Read the rest of the article here, at Tor. com

Gigantic Mirth: Conan the Destroyer


Hither came Conan the Cimmerian, black-haired [badly wigged], sullen-eyed, looking mostly confused, sword in hand, [with] a thief, a reaver [former NBA star], and slayer Grace Jones, with gigantic melancholies and gigantic mirth, to tread the jeweled thrones of the Earth under his sandalled feet [and amazing jockstrap].

If you watch Conan the Destroyer back-to-back with Conan the Barbarian, it should take you less than five minutes to divine know how bad this movie is going to be. In the thirty years since I last saw it, I’d forgotten just how terrible it is. The Carmina-Burana-like “Anvil of Crom” theme that started the original has been replaced by a more upbeat adventure theme; the forging of a sword is now footage of horsemen wearing armor that looks suspiciously like armor from the first film; and we’ve been informed that Wilt Chamberlain is playing a role, and may be speaking lines. Things go rapidly downhill from there, and never recover.

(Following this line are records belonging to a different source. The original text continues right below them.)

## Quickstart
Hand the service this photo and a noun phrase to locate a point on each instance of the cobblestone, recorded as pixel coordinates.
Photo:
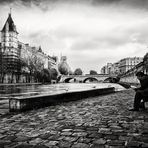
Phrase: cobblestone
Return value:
(102, 121)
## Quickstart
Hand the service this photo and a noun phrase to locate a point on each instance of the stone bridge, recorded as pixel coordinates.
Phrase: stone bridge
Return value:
(130, 75)
(84, 78)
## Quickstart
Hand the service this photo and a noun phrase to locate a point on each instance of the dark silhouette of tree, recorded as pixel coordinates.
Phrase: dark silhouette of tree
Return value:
(53, 74)
(63, 68)
(145, 62)
(46, 77)
(93, 72)
(78, 71)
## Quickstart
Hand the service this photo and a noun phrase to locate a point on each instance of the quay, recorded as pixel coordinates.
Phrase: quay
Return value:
(37, 101)
(96, 122)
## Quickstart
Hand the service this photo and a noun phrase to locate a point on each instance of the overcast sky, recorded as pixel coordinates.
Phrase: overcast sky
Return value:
(90, 33)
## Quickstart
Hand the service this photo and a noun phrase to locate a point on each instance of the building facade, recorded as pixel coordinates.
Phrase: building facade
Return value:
(16, 57)
(122, 66)
(129, 63)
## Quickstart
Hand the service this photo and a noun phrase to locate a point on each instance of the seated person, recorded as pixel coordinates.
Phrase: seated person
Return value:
(141, 92)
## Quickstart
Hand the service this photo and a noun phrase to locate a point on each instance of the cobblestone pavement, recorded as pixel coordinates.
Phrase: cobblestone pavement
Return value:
(99, 122)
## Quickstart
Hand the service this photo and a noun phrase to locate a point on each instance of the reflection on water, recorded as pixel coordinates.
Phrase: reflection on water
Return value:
(32, 90)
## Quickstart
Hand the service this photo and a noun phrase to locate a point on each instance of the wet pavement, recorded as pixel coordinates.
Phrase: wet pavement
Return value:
(99, 122)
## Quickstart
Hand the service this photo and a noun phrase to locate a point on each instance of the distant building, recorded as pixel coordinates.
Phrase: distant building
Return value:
(106, 69)
(13, 55)
(128, 63)
(122, 66)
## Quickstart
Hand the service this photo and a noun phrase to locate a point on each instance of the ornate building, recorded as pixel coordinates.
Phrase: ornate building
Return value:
(122, 66)
(15, 56)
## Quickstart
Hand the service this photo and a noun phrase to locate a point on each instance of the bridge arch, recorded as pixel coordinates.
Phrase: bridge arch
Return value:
(91, 79)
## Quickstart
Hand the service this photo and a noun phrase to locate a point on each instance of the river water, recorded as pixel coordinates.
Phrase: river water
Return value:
(29, 90)
(8, 91)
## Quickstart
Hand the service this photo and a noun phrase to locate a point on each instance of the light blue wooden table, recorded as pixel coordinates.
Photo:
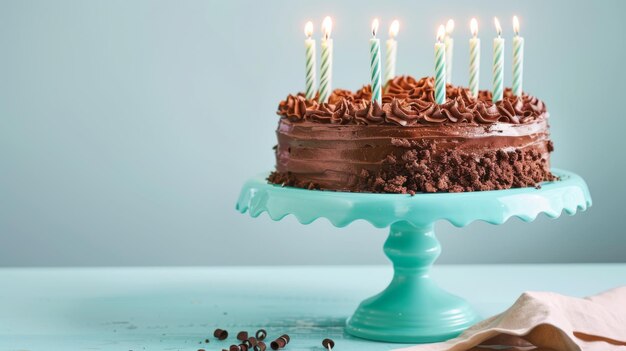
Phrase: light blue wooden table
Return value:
(177, 308)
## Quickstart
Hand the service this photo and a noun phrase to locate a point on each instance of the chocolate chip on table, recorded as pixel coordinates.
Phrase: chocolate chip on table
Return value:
(253, 341)
(280, 342)
(260, 346)
(260, 334)
(246, 343)
(221, 334)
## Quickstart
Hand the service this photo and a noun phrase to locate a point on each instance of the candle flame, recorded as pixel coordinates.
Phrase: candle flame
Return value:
(394, 28)
(375, 25)
(474, 27)
(308, 29)
(450, 26)
(516, 25)
(327, 27)
(441, 32)
(498, 27)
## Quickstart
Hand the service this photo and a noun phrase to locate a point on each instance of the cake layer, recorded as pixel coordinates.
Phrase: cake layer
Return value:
(409, 143)
(418, 158)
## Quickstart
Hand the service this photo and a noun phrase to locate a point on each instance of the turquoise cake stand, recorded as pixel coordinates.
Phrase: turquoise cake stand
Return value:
(413, 308)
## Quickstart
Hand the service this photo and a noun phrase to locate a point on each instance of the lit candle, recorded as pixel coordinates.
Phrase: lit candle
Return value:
(440, 67)
(326, 67)
(474, 58)
(518, 59)
(392, 51)
(498, 64)
(449, 49)
(309, 45)
(375, 65)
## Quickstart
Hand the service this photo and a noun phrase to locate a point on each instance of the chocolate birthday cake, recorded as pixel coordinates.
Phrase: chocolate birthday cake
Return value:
(410, 144)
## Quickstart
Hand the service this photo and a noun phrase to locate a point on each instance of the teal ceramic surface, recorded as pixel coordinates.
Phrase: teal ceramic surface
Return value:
(413, 308)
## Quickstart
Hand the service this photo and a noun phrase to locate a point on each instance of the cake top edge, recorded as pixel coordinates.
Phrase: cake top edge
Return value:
(407, 101)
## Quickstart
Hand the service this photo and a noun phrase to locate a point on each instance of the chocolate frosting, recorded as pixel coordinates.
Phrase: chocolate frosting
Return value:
(407, 102)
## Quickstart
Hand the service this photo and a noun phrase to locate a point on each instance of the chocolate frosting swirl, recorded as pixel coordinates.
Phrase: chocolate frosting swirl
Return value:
(407, 102)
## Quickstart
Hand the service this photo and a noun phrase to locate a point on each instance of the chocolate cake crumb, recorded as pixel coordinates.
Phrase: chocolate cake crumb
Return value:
(419, 170)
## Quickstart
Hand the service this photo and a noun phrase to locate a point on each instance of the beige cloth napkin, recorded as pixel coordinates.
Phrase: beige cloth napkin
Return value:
(548, 322)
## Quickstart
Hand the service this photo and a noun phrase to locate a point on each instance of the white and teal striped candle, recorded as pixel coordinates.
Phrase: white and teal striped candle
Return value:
(440, 67)
(449, 49)
(518, 59)
(375, 75)
(498, 64)
(474, 58)
(392, 52)
(310, 77)
(326, 67)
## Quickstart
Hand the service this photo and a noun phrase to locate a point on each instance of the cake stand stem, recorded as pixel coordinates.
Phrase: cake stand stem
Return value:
(412, 308)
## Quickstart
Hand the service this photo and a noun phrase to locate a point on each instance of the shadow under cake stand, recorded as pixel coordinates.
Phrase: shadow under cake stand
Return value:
(413, 308)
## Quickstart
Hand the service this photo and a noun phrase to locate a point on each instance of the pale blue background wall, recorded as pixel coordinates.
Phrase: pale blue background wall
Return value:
(127, 127)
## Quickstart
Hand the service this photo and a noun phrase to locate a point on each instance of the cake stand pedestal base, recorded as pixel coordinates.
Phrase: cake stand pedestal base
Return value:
(412, 308)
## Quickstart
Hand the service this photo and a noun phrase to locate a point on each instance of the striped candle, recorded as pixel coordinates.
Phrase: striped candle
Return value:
(474, 59)
(518, 59)
(440, 67)
(375, 65)
(449, 49)
(498, 64)
(310, 77)
(391, 52)
(326, 67)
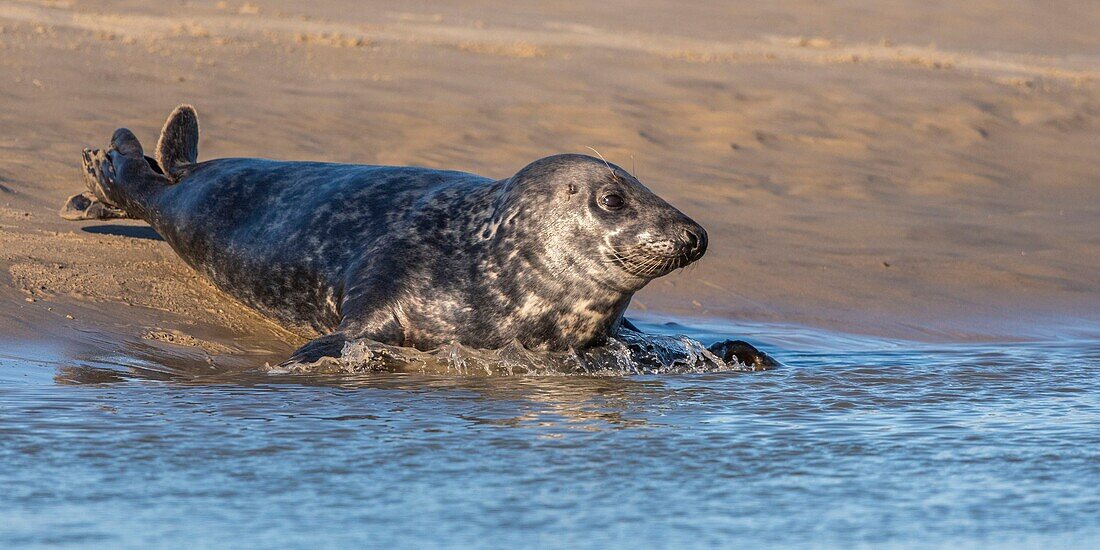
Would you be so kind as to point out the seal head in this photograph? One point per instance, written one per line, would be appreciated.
(595, 222)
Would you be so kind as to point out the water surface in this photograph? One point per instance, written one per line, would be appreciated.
(854, 441)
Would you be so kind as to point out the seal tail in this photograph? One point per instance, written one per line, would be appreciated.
(178, 146)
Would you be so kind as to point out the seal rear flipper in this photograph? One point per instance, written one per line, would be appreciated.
(86, 206)
(178, 145)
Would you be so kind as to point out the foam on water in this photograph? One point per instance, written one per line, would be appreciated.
(631, 353)
(854, 441)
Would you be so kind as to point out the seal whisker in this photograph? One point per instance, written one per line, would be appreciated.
(604, 160)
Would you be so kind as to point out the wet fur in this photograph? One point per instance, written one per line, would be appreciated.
(404, 255)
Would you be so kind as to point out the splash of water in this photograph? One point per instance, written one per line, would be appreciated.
(628, 353)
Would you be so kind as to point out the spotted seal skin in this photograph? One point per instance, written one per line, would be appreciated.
(405, 255)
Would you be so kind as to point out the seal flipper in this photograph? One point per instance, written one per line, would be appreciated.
(745, 353)
(178, 145)
(329, 345)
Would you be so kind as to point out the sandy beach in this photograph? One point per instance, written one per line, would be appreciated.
(898, 169)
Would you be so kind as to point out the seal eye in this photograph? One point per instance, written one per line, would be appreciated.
(613, 201)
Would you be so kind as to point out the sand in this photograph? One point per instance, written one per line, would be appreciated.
(895, 168)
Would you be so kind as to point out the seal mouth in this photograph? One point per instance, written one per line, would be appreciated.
(644, 263)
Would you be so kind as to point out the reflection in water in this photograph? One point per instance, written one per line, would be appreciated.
(855, 441)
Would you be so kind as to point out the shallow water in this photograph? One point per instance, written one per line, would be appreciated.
(855, 440)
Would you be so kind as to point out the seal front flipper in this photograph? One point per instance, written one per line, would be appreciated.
(315, 351)
(178, 146)
(743, 352)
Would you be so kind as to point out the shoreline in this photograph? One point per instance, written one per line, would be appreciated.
(895, 197)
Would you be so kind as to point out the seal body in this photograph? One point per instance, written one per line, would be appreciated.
(549, 256)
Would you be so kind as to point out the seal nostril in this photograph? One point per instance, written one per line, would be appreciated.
(691, 239)
(695, 242)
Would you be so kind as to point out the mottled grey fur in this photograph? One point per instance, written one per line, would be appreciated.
(405, 255)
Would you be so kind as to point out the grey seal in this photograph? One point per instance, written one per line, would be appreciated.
(409, 256)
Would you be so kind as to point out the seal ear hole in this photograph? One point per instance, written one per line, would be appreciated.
(612, 201)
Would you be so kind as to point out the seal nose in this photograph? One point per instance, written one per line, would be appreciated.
(694, 242)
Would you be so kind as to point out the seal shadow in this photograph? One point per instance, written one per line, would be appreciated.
(131, 231)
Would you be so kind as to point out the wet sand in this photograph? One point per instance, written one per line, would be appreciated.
(887, 168)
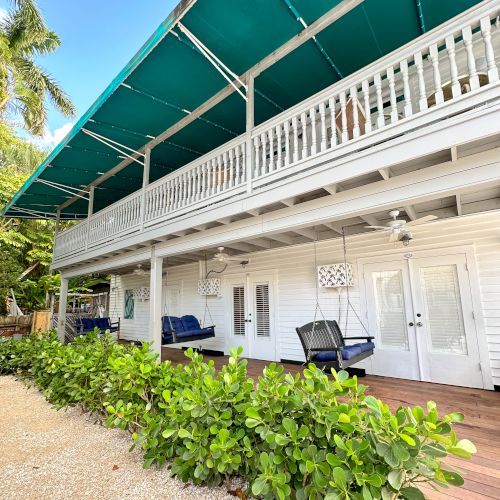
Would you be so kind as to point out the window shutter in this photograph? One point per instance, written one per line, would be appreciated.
(239, 310)
(262, 309)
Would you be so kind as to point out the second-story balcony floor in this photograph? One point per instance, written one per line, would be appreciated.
(411, 107)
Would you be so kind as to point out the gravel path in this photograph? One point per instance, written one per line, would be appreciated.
(62, 454)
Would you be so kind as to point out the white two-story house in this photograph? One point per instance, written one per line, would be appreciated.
(286, 131)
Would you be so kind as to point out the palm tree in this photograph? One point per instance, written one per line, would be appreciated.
(24, 85)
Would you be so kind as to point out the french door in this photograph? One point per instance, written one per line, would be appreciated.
(250, 315)
(420, 311)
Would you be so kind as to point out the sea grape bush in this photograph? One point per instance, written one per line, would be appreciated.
(306, 436)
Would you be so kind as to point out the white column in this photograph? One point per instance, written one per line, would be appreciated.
(63, 300)
(155, 302)
(250, 122)
(145, 183)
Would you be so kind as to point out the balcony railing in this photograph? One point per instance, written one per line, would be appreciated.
(396, 94)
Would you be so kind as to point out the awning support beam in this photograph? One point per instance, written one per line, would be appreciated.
(110, 143)
(215, 61)
(63, 187)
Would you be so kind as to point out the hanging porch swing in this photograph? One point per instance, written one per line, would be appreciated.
(322, 340)
(187, 328)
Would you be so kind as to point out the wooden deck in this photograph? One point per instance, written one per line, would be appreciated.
(481, 409)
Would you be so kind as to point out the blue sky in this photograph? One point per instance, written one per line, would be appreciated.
(98, 38)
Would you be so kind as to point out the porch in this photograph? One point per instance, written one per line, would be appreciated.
(482, 472)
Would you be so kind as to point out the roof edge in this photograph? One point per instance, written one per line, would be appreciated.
(177, 13)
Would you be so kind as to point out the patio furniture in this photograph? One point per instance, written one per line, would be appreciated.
(87, 325)
(185, 329)
(324, 345)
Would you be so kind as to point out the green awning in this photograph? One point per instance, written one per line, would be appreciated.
(169, 77)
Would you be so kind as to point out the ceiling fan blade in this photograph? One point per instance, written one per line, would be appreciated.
(421, 220)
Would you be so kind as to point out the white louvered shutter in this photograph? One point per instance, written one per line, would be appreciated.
(239, 310)
(262, 310)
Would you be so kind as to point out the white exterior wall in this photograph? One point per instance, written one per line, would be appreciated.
(296, 283)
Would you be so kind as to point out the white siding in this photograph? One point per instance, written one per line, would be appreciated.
(296, 282)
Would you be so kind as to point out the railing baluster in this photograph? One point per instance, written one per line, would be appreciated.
(471, 60)
(278, 147)
(287, 143)
(380, 103)
(434, 57)
(356, 131)
(344, 136)
(392, 95)
(365, 88)
(314, 136)
(295, 127)
(263, 145)
(333, 124)
(271, 149)
(322, 115)
(488, 50)
(303, 121)
(422, 102)
(455, 84)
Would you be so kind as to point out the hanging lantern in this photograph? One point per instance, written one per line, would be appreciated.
(142, 293)
(335, 275)
(209, 286)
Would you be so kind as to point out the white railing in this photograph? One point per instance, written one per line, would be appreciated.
(450, 61)
(406, 89)
(213, 175)
(120, 218)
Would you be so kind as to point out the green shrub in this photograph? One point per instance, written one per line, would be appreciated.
(303, 437)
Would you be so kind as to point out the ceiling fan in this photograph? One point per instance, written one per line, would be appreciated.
(222, 256)
(139, 271)
(400, 227)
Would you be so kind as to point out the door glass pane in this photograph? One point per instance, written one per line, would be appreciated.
(262, 310)
(238, 310)
(390, 307)
(441, 293)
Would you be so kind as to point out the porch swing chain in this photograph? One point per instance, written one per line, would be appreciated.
(165, 305)
(349, 305)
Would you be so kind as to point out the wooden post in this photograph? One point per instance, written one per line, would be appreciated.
(145, 184)
(155, 302)
(250, 123)
(63, 299)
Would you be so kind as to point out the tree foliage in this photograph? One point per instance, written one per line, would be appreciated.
(24, 85)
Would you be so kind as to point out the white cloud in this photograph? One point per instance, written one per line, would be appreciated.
(51, 139)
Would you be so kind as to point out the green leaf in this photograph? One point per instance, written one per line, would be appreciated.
(339, 477)
(395, 479)
(411, 493)
(373, 404)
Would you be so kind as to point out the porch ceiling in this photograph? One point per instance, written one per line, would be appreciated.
(169, 77)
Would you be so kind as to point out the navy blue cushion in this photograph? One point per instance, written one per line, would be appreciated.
(348, 352)
(88, 324)
(366, 346)
(103, 323)
(190, 323)
(174, 321)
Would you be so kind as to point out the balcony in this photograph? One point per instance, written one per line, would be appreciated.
(447, 72)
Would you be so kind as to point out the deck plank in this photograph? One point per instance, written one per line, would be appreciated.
(482, 472)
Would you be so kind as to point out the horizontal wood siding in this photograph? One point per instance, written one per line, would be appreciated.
(296, 282)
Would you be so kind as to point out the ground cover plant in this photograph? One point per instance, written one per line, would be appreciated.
(303, 437)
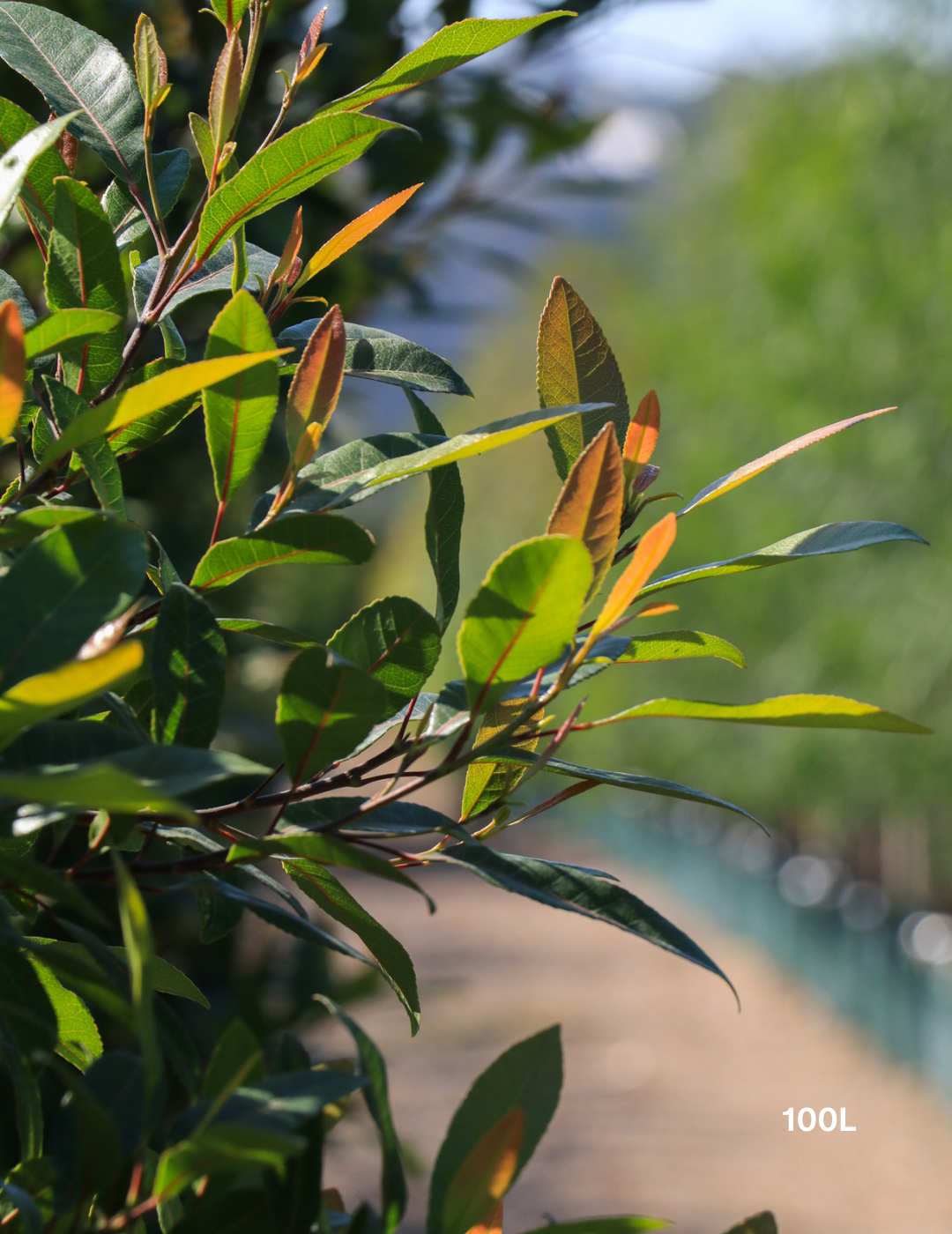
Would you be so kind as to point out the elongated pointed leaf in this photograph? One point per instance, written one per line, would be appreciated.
(12, 367)
(188, 670)
(313, 539)
(353, 234)
(815, 542)
(651, 552)
(786, 711)
(84, 271)
(62, 588)
(324, 711)
(239, 411)
(524, 616)
(395, 641)
(572, 888)
(526, 1077)
(141, 400)
(742, 474)
(576, 364)
(16, 162)
(77, 70)
(51, 694)
(443, 522)
(447, 49)
(36, 191)
(67, 324)
(591, 503)
(282, 170)
(333, 898)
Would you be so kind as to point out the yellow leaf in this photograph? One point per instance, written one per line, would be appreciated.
(12, 367)
(354, 232)
(591, 503)
(647, 557)
(576, 364)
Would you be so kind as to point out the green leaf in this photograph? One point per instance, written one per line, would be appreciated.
(447, 49)
(624, 780)
(64, 326)
(96, 457)
(188, 670)
(171, 170)
(379, 355)
(526, 1077)
(84, 271)
(393, 1182)
(78, 1038)
(320, 489)
(215, 275)
(576, 364)
(36, 193)
(92, 786)
(19, 158)
(51, 694)
(236, 1059)
(786, 711)
(815, 542)
(524, 616)
(395, 641)
(239, 413)
(139, 400)
(324, 711)
(335, 900)
(443, 522)
(62, 588)
(283, 170)
(77, 70)
(299, 539)
(569, 888)
(742, 474)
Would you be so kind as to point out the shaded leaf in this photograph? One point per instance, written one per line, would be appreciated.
(576, 366)
(304, 539)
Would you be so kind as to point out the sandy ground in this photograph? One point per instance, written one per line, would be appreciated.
(673, 1101)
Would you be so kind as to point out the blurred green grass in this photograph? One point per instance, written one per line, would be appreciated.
(792, 267)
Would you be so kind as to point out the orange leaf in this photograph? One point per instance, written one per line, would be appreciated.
(484, 1178)
(316, 386)
(643, 435)
(591, 500)
(352, 234)
(12, 367)
(647, 557)
(742, 474)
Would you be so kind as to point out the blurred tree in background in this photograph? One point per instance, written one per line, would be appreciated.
(792, 265)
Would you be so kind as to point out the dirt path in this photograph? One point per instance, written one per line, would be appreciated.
(673, 1101)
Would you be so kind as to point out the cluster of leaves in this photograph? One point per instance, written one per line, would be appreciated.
(113, 668)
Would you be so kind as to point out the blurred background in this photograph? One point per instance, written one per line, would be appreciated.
(755, 199)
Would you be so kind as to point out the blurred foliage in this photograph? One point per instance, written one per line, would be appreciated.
(792, 265)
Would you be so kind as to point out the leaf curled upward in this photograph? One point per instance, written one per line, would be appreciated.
(591, 503)
(576, 364)
(12, 367)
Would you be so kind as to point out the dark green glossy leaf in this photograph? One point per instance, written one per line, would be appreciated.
(379, 355)
(527, 1076)
(815, 542)
(77, 70)
(84, 271)
(335, 900)
(524, 616)
(393, 1182)
(395, 641)
(188, 670)
(324, 711)
(443, 522)
(302, 539)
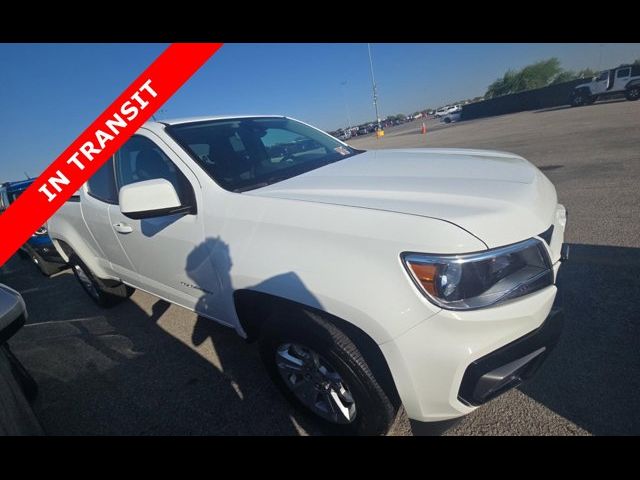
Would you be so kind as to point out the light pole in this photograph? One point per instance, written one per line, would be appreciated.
(375, 93)
(346, 104)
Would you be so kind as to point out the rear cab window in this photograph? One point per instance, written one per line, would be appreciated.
(102, 184)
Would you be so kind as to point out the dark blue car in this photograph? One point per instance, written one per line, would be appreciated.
(39, 247)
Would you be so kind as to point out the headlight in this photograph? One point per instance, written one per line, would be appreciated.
(477, 280)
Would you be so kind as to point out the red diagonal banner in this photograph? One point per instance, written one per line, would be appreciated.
(98, 142)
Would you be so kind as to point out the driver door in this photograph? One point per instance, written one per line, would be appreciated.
(160, 247)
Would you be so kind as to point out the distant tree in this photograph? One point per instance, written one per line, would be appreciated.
(536, 75)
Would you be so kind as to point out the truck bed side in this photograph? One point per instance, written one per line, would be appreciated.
(68, 230)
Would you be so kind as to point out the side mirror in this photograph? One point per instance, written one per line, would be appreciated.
(151, 198)
(12, 313)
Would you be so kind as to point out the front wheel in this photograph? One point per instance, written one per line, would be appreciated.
(633, 93)
(100, 293)
(321, 371)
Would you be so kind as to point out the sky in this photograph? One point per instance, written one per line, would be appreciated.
(49, 93)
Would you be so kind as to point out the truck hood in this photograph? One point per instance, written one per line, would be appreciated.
(498, 197)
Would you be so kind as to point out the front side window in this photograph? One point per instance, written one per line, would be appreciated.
(247, 153)
(623, 73)
(140, 159)
(102, 184)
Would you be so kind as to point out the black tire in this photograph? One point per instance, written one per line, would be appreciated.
(579, 100)
(375, 413)
(46, 268)
(103, 295)
(633, 93)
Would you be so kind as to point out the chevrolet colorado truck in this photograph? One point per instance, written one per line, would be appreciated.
(622, 80)
(370, 279)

Conan has lost his leather trousers, and is now clad in just his underwear, or what is quite possibly the jockstrap David Bowie wore in Labyrinth. Despite being nearly nude, he’s adopted a form of Hyborean Puritanism, pining away for his lost love Valeria, and having nothing to do with any other women (although this wasn’t the case in the original cut — just the PG version that we ended up with). He’s just a big sweaty tease.
This whole movie is an exercise in what happens when you take an R-rated character like Conan and try to make him PG. There are some moments that scream for Tom Servo to make commentary, like when Sarah Douglas, as Queen Taramis, rushes to her teenage neice’s bedroom to find her screaming, clad in a slinky little number. Wilt Chamberlain, the man who boasted of having had sex with 20,000 women, is already there. Creeeepy.